Le premier président centrafricain, qui savait probablement qu’il n’aurait pas
le temps de développer son pays, a laissé à ses successeurs un projet
émancipateur en cinq mots, plus concis qu’un haïku. Ce programme aux
ambitions minimalistes, qui contraste avec les fumeux slogans démagogiques
qui vont le remplacer, répondait précisément, au lendemain de
l’indépendance, aux aspirations du peuple. Ce testament que connaissent tous
les Centrafricains tient en cinq mots, cinq verbes transitifs qui ont, tous les
cinq, un complément intégré et sous-entendu : << nourrir, loger, soigner,
instruire, vêtir ( le peuple centrafricain ).>> On relève dans cette liste deux
verbes du premier groupe et trois verbes irréguliers, difficiles à conjuguer. Le
verbe << vêtir >> dans tous les manuels de conjugaison est estampillé << peu
usité. >> Il n’est pratiquement plus conjugué. Dans la langue littéraire, seuls
sont usités son infinitif et son participe passé. Boganda aurait dû le remplacer
par son synonyme << habiller >> d’un emploi plus fréquent et facile à
conjuguer. Ces cinq verbes en outre peuvent devenir accidentellement
pronominaux et faire sauter le complément que Boganda leur avait imposé.
C’est ainsi que, pour la plus grande joie de ses successeurs, nourrir est devenu
se nourrir, nourrir ses épouses, nourrir ses maîtresses, nourrir ses enfants,
nourrir ses parents, nourrir son parti, nourrir sa coterie, nourrir son ethnie,
nourrir sa folie des grandeurs, son goût de luxe et, dans le pays, nourrir des
illusions, le désespoir, la haine, les rancoeurs, la zizanie et des affrontements
qui obligent les populations à se loger dans la brousse.

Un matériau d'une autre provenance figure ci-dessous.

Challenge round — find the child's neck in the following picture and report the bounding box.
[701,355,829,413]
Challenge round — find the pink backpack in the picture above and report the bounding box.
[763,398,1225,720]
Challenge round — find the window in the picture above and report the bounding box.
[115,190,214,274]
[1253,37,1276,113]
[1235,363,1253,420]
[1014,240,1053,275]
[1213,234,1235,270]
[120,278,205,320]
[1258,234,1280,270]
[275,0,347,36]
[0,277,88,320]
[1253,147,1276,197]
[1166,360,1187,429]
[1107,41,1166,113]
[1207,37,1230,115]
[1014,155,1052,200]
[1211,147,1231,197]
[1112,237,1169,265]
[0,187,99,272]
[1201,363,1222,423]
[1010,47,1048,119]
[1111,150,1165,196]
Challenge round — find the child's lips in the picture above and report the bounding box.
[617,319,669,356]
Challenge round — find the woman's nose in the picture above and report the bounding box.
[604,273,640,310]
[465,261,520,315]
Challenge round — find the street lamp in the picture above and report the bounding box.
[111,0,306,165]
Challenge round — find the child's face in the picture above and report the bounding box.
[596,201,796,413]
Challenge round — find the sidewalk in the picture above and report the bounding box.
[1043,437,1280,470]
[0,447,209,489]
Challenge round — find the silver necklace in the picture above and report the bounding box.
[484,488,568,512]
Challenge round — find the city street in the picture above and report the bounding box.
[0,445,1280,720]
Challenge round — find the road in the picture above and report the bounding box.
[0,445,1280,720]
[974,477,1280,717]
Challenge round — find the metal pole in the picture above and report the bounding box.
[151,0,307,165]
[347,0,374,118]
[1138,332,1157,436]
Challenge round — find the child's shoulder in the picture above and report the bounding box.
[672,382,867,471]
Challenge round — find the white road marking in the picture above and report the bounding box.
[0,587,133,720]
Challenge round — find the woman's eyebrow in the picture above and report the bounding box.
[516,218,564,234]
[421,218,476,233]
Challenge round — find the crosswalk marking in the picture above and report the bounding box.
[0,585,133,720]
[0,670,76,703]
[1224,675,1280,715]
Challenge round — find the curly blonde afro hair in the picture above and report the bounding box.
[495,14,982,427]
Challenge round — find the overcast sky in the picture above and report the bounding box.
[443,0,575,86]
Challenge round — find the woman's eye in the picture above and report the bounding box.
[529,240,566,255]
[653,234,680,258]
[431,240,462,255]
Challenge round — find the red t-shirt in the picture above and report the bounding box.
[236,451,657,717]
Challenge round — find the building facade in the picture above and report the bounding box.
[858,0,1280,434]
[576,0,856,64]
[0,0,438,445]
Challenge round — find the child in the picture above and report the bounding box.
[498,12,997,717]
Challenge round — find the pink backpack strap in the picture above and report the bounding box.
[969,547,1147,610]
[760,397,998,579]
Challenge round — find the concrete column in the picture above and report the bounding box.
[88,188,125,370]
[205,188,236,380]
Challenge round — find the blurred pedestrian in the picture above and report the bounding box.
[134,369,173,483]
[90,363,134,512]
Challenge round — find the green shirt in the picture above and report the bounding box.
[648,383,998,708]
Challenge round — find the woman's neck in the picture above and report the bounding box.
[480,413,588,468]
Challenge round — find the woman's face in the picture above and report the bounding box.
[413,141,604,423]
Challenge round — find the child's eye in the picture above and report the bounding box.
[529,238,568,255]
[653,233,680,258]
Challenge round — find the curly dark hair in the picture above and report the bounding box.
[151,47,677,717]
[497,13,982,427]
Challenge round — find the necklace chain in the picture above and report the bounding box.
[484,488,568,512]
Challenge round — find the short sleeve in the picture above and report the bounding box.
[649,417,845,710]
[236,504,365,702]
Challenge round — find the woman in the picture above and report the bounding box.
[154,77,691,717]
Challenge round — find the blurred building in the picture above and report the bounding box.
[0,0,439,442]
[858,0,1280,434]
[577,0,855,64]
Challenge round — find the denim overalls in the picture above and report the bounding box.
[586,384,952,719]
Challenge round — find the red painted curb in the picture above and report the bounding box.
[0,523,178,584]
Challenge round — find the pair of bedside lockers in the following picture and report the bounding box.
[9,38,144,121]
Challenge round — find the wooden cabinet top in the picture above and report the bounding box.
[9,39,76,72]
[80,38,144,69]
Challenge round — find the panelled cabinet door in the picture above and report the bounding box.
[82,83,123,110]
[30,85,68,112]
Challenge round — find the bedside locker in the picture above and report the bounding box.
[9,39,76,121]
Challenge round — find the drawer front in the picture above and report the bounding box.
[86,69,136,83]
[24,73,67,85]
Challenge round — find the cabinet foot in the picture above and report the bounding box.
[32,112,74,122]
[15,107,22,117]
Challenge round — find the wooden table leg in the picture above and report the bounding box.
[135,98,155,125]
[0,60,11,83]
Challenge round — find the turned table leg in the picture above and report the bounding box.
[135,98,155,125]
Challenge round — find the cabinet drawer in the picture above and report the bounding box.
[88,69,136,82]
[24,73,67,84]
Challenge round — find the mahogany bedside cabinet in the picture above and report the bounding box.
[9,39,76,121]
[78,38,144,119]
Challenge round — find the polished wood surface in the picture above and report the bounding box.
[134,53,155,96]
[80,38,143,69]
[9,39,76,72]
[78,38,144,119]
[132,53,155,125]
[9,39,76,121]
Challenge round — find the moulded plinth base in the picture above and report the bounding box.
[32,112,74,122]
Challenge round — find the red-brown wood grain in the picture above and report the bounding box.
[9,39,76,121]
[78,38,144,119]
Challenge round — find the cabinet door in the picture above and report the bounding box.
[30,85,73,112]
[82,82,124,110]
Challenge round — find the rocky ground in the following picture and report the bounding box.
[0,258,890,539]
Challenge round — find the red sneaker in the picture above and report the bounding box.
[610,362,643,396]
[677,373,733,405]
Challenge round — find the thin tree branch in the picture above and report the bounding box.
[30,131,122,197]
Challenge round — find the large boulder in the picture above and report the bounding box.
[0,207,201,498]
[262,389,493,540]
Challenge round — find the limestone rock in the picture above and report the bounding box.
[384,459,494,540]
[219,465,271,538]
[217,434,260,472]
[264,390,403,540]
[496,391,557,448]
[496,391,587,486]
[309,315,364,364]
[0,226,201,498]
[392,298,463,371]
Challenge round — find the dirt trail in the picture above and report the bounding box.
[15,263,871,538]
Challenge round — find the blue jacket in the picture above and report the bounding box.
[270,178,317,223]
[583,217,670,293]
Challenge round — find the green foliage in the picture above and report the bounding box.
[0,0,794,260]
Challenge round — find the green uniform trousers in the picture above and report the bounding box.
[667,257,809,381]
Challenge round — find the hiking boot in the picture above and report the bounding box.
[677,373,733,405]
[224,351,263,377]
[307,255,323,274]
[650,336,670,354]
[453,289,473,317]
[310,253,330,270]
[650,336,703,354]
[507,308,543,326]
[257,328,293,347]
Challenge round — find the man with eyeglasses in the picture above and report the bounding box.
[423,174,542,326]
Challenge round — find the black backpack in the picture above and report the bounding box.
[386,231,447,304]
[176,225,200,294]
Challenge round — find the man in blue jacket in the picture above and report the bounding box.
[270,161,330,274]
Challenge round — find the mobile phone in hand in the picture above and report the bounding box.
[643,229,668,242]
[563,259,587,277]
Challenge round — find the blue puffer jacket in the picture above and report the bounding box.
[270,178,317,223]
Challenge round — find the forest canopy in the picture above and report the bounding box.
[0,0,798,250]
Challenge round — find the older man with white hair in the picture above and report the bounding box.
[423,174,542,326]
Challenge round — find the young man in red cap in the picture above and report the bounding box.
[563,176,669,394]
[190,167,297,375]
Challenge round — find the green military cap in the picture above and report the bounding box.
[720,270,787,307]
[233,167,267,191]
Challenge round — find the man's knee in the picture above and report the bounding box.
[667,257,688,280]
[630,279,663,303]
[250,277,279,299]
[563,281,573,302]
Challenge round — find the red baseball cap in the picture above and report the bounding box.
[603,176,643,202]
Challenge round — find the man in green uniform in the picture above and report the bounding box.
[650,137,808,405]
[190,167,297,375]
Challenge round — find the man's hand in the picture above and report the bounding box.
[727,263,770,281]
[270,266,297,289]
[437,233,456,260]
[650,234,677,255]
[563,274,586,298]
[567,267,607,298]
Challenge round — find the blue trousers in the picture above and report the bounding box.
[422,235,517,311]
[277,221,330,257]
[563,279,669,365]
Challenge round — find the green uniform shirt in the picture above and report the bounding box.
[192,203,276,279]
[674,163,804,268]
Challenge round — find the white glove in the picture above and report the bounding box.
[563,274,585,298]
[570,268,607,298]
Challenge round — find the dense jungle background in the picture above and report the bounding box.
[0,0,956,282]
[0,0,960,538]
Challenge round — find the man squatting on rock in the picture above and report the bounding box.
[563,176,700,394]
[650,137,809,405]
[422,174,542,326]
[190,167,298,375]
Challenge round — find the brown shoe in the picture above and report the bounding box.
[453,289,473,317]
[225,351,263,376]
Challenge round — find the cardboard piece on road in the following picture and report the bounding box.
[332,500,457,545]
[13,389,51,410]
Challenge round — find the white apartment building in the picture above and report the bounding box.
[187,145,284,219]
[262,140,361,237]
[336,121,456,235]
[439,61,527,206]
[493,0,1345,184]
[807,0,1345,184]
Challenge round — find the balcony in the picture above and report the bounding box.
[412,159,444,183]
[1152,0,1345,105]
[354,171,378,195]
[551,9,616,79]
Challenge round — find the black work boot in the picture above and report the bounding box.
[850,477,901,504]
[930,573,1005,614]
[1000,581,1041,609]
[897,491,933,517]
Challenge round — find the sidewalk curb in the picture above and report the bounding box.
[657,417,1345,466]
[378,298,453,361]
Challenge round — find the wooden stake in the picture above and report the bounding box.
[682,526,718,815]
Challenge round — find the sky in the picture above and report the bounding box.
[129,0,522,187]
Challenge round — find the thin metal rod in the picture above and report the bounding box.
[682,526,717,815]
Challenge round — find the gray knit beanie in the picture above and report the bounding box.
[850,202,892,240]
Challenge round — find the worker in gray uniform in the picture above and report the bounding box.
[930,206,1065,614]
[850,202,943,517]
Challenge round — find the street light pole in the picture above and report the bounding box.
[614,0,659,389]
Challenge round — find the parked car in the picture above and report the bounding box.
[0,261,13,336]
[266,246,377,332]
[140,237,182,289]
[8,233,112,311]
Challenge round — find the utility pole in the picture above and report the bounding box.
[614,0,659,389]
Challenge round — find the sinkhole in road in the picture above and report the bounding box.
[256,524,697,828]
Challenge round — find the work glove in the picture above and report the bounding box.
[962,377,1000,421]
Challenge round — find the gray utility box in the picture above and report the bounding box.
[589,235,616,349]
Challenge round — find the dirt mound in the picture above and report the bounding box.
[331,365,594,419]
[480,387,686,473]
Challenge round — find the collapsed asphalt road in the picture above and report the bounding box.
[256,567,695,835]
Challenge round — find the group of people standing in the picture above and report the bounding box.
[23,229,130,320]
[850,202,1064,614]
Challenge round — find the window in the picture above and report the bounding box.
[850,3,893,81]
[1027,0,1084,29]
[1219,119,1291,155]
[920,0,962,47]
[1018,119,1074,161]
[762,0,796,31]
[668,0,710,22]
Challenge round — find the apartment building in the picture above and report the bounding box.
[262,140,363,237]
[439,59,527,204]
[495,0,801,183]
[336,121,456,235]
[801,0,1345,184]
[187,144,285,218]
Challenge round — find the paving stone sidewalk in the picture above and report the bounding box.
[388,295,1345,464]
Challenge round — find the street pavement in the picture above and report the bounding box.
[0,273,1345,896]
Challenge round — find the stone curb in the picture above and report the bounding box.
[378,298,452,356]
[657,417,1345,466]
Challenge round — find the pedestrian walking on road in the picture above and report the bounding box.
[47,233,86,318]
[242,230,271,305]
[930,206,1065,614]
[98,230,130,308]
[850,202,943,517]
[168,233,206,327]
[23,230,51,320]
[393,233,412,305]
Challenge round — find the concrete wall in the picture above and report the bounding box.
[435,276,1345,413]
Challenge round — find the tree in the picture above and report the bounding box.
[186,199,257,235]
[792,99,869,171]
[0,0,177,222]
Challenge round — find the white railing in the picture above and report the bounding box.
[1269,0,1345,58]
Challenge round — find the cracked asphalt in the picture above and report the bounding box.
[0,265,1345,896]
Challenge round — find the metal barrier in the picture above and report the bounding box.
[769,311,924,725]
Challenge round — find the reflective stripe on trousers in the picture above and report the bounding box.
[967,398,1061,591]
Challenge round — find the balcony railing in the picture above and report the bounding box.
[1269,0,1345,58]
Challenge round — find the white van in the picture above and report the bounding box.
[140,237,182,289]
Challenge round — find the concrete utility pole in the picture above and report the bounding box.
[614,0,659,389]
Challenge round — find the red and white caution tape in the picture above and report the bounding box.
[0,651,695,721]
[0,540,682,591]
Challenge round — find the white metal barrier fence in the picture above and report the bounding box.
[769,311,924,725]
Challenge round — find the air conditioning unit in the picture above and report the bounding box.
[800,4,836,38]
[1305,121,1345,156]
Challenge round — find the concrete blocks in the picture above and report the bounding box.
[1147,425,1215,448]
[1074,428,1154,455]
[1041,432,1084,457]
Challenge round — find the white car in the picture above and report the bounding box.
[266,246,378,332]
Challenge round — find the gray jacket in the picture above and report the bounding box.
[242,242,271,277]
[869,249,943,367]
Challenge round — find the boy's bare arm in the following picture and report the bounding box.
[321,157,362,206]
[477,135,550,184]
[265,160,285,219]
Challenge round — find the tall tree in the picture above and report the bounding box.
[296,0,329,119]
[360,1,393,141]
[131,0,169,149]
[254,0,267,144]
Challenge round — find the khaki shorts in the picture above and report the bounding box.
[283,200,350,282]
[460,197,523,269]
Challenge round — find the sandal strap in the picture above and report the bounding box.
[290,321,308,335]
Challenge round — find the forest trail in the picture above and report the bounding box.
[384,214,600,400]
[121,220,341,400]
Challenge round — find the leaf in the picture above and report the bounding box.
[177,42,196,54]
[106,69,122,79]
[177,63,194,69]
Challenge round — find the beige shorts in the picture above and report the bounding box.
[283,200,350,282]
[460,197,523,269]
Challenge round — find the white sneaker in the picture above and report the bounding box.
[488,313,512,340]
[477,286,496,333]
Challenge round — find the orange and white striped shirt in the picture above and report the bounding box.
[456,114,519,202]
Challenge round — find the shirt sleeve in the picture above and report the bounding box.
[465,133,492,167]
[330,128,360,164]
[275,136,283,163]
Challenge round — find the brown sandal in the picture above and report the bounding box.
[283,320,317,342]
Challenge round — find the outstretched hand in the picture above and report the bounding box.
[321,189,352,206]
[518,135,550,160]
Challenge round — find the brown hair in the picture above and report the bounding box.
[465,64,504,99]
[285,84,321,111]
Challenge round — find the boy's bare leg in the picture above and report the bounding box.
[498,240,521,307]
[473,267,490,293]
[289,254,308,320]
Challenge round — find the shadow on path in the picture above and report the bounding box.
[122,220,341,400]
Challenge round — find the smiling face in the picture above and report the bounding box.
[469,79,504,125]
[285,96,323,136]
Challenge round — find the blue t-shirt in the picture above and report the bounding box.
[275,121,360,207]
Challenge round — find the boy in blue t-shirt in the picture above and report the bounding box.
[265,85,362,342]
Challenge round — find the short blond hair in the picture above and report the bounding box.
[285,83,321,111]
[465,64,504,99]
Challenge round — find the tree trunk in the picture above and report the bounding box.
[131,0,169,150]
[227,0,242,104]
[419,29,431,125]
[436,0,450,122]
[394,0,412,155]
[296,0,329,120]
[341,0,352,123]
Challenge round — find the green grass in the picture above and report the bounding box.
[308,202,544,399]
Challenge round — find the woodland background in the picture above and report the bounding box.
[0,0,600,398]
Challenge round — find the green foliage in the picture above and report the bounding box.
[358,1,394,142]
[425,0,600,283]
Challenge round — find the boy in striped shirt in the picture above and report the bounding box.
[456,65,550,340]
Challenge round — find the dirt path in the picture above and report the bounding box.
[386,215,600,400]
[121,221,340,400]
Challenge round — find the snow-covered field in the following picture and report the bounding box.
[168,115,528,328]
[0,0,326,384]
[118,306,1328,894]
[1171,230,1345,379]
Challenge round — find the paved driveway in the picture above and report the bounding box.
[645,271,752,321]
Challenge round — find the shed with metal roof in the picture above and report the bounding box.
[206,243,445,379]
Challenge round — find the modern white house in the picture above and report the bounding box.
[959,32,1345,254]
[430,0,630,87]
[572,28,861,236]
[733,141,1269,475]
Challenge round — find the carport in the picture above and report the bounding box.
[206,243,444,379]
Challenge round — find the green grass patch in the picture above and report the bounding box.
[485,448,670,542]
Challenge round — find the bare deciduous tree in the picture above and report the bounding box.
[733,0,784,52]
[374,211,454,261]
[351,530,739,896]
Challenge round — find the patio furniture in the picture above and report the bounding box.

Boganda se retournerait dans sa tombe s’il apprenait aujourd’hui que l’un des
verbes de son programme, en l’occurrence << loger >>, verbe du premier
groupe, a été conjugué d’une drôle de manière. Loger aujourd’hui en
Centrafrique, c’est abriter des milliers de personnes sous des tentes précaires,
qui s’envolent au moindre coup de vent et les exposent aux intempéries, c’est
loger sous les arbres, à la belle étoile, loger dans la forêt, au milieu des animaux
féroces et des moustiques assassins, loger dans les mosquées et les églises qui
sont périodiquement attaquées, loger sous des tentes dans les pays limitrophes
qui peinent déjà à nourrir leurs propres citoyens ; loger aujourd’hui, c’est
déloger les ouvriers de la sucrerie de Ngakobo, non pour augmenter la
productivité de l’usine, mais pour la piller et occuper ses bâtiments, c’est
détruire les logements des autres, brûler des villages entiers et lâcher dans la
nature leurs habitants, parfois grièvement blessés.